Entre Libreville et Banjul, la relation bilatérale change d’échelle. En visite d’État en Gambie, le président gabonais Brice Clotaire Oligui Nguema s’est entretenu, vendredi 31 juillet, avec son homologue Adama Barrow au State House. Après une rencontre en tête-à-tête, les deux dirigeants ont présidé une séance de travail élargie à leurs délégations, avec l’ambition affichée de donner un contenu plus structuré, plus régulier et surtout plus opérationnel aux relations entre leurs pays.

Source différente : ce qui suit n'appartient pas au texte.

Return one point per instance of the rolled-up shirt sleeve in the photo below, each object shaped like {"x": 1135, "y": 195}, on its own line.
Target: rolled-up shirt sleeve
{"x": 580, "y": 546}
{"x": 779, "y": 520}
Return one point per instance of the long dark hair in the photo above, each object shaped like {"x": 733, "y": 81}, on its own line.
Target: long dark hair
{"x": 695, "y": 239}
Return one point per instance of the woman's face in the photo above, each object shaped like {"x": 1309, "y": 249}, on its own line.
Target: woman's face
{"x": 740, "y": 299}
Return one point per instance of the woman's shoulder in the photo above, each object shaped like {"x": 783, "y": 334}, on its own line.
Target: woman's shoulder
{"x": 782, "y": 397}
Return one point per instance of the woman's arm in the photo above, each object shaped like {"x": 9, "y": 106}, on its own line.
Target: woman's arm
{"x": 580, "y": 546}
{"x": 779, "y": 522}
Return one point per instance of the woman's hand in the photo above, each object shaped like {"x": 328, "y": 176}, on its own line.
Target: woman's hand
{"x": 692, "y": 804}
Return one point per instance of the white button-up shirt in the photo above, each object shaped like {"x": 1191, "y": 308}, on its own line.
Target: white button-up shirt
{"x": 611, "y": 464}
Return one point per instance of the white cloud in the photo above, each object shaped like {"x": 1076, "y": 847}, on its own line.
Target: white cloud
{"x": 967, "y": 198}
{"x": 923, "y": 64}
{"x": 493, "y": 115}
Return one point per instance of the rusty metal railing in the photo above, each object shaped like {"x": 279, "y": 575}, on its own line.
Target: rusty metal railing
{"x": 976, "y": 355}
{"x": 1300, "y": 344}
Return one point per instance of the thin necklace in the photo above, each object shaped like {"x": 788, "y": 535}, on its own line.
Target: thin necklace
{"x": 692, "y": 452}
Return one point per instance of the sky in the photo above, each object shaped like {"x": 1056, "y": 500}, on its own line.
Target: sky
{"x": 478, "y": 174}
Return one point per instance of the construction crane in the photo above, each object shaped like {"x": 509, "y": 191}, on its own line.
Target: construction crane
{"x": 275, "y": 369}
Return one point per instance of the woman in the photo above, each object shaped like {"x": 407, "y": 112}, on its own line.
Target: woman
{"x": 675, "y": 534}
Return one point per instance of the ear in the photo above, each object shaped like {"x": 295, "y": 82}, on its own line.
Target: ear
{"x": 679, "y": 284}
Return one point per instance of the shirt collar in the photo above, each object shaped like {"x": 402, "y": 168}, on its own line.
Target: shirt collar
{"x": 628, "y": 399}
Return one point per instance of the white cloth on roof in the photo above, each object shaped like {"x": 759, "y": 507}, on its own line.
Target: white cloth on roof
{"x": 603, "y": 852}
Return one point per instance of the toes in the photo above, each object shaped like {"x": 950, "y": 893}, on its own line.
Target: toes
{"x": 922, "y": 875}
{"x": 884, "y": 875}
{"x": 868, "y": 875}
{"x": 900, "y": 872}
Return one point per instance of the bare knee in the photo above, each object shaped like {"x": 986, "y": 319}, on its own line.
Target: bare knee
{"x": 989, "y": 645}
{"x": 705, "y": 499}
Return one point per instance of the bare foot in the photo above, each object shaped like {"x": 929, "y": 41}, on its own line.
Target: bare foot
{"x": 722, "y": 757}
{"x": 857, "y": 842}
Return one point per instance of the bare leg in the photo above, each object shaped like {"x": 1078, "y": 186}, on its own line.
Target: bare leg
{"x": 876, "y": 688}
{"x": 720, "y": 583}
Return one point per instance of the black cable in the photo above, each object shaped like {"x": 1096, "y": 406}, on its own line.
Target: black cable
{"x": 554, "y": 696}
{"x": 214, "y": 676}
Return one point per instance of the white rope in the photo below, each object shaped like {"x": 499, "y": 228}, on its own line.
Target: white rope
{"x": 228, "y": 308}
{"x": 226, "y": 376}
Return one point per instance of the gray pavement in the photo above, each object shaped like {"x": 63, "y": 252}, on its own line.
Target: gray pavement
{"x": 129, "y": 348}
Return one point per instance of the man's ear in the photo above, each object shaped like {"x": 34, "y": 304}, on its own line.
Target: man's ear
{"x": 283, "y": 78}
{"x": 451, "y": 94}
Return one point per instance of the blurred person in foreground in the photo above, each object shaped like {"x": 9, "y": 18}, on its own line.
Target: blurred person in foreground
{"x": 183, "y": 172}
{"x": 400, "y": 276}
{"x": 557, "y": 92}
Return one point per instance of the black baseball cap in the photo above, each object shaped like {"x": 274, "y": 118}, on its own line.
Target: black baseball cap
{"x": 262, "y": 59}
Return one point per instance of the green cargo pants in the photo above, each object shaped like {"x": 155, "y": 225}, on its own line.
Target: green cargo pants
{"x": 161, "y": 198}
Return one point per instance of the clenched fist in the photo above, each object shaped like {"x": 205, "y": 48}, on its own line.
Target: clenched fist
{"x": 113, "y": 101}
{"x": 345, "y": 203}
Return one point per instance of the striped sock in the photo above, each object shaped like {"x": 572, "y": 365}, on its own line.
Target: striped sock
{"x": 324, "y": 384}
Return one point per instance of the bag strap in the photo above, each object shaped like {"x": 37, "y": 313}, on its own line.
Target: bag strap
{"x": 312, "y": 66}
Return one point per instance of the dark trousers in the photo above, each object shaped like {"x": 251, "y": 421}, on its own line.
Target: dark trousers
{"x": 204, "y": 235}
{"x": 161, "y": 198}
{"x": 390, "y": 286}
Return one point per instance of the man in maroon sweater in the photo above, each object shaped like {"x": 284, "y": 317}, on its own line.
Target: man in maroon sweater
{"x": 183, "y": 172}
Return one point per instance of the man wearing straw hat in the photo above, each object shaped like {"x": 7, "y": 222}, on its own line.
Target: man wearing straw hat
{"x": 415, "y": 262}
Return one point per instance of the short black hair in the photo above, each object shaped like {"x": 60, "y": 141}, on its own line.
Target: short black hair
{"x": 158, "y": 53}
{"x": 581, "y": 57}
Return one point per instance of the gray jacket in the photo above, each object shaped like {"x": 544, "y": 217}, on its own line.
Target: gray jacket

Cette séquence diplomatique a débouché sur la définition d’une nouvelle feuille de route entre Libreville et Banjul. Les discussions ont porté à la fois sur le renforcement du dialogue politique, l’élargissement de la coopération économique et la création d’outils institutionnels capables de suivre les engagements pris. Pour les deux capitales, il ne s’agit plus seulement d’entretenir des relations cordiales, mais de construire un partenariat organisé autour d’objectifs communs et de mécanismes permanents.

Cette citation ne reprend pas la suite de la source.